This paragraph wrapping behavior causes https://github.com/mdx-js/mdx/issues/1526, which is currently fixed by an AST transform.

Additionally, some users may wish to restore CommonMark behavior for flow-level markdown within tags (https://github.com/mdx-js/mdx/issues/1798). Instead of starting a new paragraph immediately after the tag, the PR requires a blank line to resume flow-level markdown. An opt-in configuration option is used to enable this behavior.

Solution

Please see PR #11. It introduces a new parsing scheme behind a configuration option which allows opting in to new behavior.

Alternatives

Do nothing. The current behavior has existed for a few years and is fine.

ChristianMurphy commented 10 months ago

Welcome @iczero! 👋

This paragraph wrapping behavior causes https://github.com/mdx-js/mdx/issues/1526, which is currently fixed by an AST transform.

Happy to discuss how to make the implementation more efficient.

Additionally, some users may wish to restore CommonMark behavior for flow-level markdown within tags (https://github.com/mdx-js/mdx/issues/1798). Instead of starting a new paragraph immediately after the tag, the PR requires a blank line to resume flow-level markdown.

To be clear on the goal of MDX, it is Markdown + JSX, there is no HTML in MDX. I am against changing the behavior to making it more HTML like, in ways that diverge from JSX. Paragraph handling was closer to a mix of HTML and JSX in version 1, it caused endless confusion there are many edge cases. https://github.com/mdx-js/mdx/issues?q=is%3Aissue+paragraph+is%3Aclosed I am aware there are arguments both ways, the consistency of the current API is better than the litany of edge cases that mixed HTML/JSX causes.

An opt-in configuration option is used to enable this behavior.

I am against making syntax configurable in core. MDX should offer a single and consistent language, which includes a single and consistent way of handling tags and paragraphs. Any variations and customizations can exist in plugins. https://unifiedjs.com/learn/guide/ https://github.com/micromark/micromark#creating-a-micromark-extension

iczero commented 10 months ago

@ChristianMurphy,

I have closed the PR for now because it uses a terrible approach that doesn't work.

I believe it will be more productive to discuss further when I have a prototype that actually works. I will try to make it an extension.

Thank you for your time.

wooorm commented 10 months ago

Additionally, some users may wish to restore CommonMark behavior for flow-level markdown within tags (https://github.com/mdx-js/mdx/issues/1798). Instead of starting a new paragraph immediately after the tag, the PR requires a blank line to resume flow-level markdown. An opt-in configuration option is used to enable this behavior.

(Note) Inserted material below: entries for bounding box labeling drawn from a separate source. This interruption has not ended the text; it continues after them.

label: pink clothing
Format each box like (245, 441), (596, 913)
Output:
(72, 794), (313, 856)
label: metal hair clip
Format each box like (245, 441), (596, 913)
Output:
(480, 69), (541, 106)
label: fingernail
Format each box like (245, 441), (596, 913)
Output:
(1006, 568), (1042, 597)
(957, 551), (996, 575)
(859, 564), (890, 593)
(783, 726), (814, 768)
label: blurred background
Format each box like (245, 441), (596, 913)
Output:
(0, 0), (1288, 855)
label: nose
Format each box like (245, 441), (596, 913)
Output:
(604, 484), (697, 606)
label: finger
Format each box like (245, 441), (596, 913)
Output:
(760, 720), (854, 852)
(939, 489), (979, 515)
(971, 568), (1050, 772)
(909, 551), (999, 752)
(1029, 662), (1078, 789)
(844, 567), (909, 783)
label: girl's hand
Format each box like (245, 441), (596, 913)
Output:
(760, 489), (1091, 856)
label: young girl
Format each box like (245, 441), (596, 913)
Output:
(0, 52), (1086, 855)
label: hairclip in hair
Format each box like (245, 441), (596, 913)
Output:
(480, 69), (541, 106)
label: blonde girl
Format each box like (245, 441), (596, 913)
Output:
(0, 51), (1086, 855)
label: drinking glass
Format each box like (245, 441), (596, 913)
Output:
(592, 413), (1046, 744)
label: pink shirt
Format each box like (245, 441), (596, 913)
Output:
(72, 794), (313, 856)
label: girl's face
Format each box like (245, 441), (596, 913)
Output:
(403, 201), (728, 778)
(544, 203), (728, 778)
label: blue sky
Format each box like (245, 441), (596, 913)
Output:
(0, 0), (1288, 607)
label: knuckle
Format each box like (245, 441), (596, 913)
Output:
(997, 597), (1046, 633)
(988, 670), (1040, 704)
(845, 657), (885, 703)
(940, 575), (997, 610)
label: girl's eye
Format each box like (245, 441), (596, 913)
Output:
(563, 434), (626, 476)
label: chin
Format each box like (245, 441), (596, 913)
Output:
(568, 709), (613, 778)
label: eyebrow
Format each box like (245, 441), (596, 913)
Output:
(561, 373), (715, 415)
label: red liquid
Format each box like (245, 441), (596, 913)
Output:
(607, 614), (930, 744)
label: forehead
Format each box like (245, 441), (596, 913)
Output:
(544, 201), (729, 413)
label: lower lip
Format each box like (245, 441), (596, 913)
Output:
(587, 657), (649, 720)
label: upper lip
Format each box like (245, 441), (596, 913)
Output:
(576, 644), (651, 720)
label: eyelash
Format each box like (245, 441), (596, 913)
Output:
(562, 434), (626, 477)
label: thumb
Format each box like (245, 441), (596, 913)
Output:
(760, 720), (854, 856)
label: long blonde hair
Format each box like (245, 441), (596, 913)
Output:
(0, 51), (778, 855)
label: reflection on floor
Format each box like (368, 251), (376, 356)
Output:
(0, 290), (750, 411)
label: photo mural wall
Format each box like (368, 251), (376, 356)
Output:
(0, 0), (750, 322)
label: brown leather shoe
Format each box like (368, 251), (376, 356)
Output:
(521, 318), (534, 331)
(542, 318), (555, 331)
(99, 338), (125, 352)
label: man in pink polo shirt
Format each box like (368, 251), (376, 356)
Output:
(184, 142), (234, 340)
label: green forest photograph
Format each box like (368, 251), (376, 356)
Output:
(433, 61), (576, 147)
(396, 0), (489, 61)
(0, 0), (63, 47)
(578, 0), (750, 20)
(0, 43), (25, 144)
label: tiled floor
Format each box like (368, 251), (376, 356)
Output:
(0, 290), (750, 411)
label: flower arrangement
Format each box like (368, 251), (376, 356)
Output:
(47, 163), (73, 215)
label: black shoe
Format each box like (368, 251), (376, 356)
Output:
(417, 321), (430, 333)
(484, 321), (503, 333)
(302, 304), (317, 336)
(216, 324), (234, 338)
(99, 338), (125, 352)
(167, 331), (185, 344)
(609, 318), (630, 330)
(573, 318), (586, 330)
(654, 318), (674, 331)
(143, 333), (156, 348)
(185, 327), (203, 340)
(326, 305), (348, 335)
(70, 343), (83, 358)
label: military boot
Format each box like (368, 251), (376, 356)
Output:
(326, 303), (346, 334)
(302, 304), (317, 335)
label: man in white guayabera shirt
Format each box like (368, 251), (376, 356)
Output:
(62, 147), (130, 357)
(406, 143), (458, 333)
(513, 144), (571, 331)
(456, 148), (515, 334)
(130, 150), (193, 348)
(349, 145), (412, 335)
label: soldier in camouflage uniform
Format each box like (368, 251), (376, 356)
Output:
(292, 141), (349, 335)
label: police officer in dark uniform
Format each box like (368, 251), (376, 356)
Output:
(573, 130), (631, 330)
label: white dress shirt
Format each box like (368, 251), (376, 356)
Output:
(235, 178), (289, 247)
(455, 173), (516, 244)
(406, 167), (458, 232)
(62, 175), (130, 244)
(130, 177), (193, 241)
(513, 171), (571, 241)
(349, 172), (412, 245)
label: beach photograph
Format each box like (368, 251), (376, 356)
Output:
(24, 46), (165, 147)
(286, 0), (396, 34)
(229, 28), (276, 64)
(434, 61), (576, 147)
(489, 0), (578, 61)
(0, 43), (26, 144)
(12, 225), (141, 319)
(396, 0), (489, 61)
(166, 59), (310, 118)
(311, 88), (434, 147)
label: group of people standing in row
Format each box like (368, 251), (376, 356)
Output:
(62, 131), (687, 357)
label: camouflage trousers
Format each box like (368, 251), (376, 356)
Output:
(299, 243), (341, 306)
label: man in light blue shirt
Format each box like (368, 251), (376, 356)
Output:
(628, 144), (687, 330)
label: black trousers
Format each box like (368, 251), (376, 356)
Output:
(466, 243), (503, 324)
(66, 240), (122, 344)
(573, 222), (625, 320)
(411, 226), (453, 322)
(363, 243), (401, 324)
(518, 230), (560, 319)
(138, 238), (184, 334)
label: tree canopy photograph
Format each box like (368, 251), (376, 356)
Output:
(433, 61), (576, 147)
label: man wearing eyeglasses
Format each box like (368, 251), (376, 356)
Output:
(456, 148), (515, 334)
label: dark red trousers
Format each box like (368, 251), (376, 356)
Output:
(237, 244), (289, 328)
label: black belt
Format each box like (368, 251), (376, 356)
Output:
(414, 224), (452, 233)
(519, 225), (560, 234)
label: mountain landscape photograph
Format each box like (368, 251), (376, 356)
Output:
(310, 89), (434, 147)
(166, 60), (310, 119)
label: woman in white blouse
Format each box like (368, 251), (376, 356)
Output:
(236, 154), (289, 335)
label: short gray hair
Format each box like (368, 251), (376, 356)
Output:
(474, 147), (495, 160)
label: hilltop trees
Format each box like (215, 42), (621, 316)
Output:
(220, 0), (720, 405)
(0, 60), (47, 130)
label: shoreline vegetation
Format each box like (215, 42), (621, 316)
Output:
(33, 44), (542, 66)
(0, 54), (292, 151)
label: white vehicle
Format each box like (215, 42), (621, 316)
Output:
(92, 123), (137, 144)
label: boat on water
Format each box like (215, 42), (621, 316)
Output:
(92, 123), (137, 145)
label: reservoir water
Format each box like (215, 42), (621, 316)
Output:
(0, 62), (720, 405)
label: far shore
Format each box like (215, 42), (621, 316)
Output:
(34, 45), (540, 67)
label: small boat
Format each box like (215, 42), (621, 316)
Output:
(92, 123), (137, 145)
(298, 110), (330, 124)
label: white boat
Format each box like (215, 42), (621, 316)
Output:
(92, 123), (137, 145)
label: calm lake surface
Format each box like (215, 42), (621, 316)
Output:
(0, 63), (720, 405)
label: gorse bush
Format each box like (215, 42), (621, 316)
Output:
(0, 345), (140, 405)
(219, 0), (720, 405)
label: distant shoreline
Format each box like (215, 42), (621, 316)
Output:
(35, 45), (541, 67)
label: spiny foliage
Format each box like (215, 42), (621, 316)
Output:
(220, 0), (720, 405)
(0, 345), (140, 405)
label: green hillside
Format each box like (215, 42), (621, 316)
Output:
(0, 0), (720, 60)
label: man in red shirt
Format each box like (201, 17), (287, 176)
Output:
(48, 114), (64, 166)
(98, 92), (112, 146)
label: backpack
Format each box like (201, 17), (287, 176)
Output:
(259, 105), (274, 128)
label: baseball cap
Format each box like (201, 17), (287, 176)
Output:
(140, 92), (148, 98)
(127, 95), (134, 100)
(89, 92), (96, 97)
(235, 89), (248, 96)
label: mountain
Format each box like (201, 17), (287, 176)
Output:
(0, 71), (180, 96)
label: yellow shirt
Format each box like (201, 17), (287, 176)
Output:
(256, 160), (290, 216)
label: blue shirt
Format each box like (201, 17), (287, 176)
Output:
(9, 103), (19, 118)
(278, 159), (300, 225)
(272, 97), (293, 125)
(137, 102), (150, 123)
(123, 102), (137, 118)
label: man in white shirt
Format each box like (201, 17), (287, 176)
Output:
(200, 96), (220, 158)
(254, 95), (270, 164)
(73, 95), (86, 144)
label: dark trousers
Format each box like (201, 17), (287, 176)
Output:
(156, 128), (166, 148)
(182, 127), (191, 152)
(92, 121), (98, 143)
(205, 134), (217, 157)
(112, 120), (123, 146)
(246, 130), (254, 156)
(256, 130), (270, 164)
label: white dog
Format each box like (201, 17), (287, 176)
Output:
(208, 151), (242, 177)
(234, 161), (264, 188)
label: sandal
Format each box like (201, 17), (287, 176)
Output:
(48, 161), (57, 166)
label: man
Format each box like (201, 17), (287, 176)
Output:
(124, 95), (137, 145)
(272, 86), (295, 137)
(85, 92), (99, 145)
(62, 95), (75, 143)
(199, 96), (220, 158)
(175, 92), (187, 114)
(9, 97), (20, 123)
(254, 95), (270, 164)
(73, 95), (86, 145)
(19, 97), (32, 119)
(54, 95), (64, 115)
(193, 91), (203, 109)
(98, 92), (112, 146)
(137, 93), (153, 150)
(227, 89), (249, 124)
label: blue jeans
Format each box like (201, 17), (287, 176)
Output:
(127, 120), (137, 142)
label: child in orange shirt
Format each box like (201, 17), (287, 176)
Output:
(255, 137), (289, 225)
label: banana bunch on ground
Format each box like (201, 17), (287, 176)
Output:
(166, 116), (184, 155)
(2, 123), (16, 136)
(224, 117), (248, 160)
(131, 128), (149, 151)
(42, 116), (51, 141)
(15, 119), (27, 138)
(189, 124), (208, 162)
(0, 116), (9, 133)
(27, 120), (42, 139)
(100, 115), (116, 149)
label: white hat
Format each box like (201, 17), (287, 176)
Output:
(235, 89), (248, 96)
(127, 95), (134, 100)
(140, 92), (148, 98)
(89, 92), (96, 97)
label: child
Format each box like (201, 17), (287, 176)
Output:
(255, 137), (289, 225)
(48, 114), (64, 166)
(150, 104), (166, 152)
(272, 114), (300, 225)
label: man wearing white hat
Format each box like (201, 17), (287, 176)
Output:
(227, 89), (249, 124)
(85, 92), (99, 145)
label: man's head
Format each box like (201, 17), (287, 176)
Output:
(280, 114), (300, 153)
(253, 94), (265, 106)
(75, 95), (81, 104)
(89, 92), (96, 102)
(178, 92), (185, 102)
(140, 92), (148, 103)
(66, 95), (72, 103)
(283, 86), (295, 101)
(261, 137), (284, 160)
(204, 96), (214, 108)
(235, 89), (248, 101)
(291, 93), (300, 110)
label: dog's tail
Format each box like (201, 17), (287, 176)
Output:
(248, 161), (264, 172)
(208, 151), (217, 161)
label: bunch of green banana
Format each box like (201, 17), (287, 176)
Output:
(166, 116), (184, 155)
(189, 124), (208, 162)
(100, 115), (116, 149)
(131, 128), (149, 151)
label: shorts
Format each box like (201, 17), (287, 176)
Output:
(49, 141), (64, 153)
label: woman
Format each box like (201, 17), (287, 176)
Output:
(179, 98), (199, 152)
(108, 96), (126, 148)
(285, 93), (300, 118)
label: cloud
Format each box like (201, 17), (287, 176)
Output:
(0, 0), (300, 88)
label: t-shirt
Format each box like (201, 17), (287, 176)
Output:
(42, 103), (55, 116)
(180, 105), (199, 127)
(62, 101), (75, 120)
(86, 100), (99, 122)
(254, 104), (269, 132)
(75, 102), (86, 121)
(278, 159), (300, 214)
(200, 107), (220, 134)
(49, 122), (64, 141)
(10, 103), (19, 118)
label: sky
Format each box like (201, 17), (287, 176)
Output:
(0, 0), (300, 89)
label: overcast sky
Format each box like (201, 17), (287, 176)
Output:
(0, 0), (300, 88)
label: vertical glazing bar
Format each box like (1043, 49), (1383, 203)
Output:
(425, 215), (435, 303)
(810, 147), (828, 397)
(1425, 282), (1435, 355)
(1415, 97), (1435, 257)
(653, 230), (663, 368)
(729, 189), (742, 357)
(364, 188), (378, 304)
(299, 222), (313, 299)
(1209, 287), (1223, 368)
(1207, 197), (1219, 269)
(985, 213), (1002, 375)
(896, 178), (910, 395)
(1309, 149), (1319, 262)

They should not. That is not MDX. It is not a good idea. Your custom versions would not work with other tools that use MDX. Such as site engines. Or it would not have proper syntax highlighting in folks’ editors or on GitHub.

As Christian mentions, that was used in MDX 1 and it was the most requested feature to change. The behavior you want to model is also an often discussed problem in markdown itself: many folks don’t understand the rules and post questions on our markdown related projects.

This paragraph wrapping behavior causes https://github.com/mdx-js/mdx/issues/1526, which is currently fixed by an AST transform.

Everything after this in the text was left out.